One of the hindrances to Awakening is what I translate as “worry.” Sometimes it's said to be “doubt,” but I think that is a miss. I'd even throw “second-guessing” as an alternate. It's that type of fear that's not only based in projection, but a paralyzing racing-thought type of fear. The challenge is to help keep her from getting too stressed out by just talking to her daughter and others. My middle-type fear is that her getting too wound up is probably not a good thing for someone who has had two strokes. I can't say for sure that will lead to another stroke, but not poking that tiger seems reasonable. Where it gets tricky, requiring real observation, analyzing situations as they arise, and not compounding what's already tenuous, is how to do this with compassion. Inside my head there's a little voice saying, “Enough with the pneumonia! You've had two strokes!” What comes out my mouth has to have a touch more finesse than that.

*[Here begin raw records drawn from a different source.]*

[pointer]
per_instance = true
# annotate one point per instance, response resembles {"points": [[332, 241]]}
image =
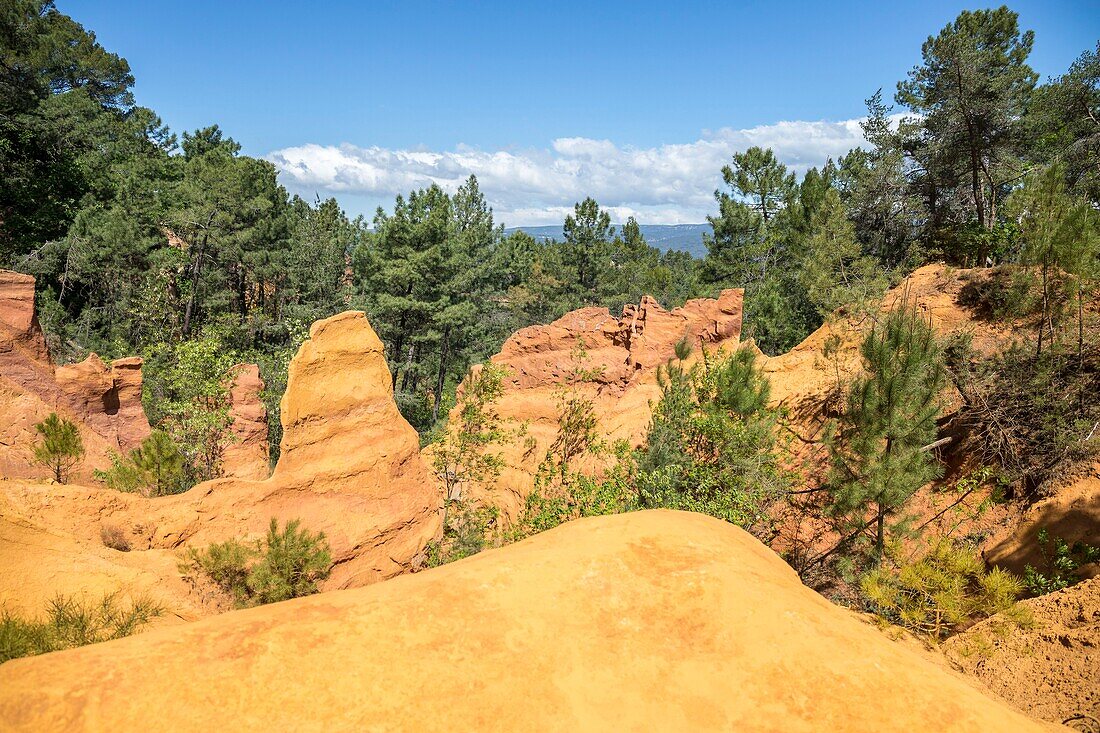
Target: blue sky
{"points": [[637, 104]]}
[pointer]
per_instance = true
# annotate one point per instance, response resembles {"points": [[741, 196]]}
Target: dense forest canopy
{"points": [[185, 251]]}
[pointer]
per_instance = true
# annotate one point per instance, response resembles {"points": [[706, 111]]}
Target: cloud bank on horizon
{"points": [[667, 184]]}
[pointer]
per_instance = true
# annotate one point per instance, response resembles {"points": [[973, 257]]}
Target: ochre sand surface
{"points": [[652, 621]]}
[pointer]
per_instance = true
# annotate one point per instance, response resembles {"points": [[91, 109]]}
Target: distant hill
{"points": [[686, 238]]}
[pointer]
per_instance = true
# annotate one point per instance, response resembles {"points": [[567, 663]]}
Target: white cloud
{"points": [[669, 184]]}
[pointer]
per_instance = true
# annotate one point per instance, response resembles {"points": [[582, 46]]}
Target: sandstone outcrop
{"points": [[647, 621], [103, 400], [618, 356], [350, 467], [1049, 668], [39, 564], [246, 457]]}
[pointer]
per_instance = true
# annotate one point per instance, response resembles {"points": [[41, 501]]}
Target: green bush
{"points": [[69, 623], [286, 564], [1030, 414], [61, 447], [292, 565], [1060, 565], [154, 469], [712, 446], [945, 589]]}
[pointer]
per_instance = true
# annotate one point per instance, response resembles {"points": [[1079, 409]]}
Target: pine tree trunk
{"points": [[441, 374]]}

But how about this “no fears exist” part? The part where the Bodhisattva relies on what creates no hindrance, and with no hindrance, comes no fear. The practice of Zen is to accept what reality is. The reality is that as of today, she has diabetes, but pays attention to her diet and takes her meds, and so far as we’re aware it’s under control. Acknowledging that there is a history of health issues, and that they may return or that others may yet come, that’s also reality. A sense of mortality for her is probably very different for her than it is for me, and regardless of how accurate either of our thoughts about it are, that’s reality. Reality also includes that sometimes there will be worry about it, and fear.
Being able to face all these facets of reality, just facing them, acknowledging them, just dealing with feeling them when they’re there, letting them change into the next feeling, letting the next element of reality come along, acknowledging that it’s here and going to go, even when that means it might be even more unpleasant when this reality moves into the next unfolding reality, and facing that head on, that’s fearless. That’s looking the tiger in the eye without hindrance. For this moment, no fears exist, and when we next feel fear, we’re not afraid of fear.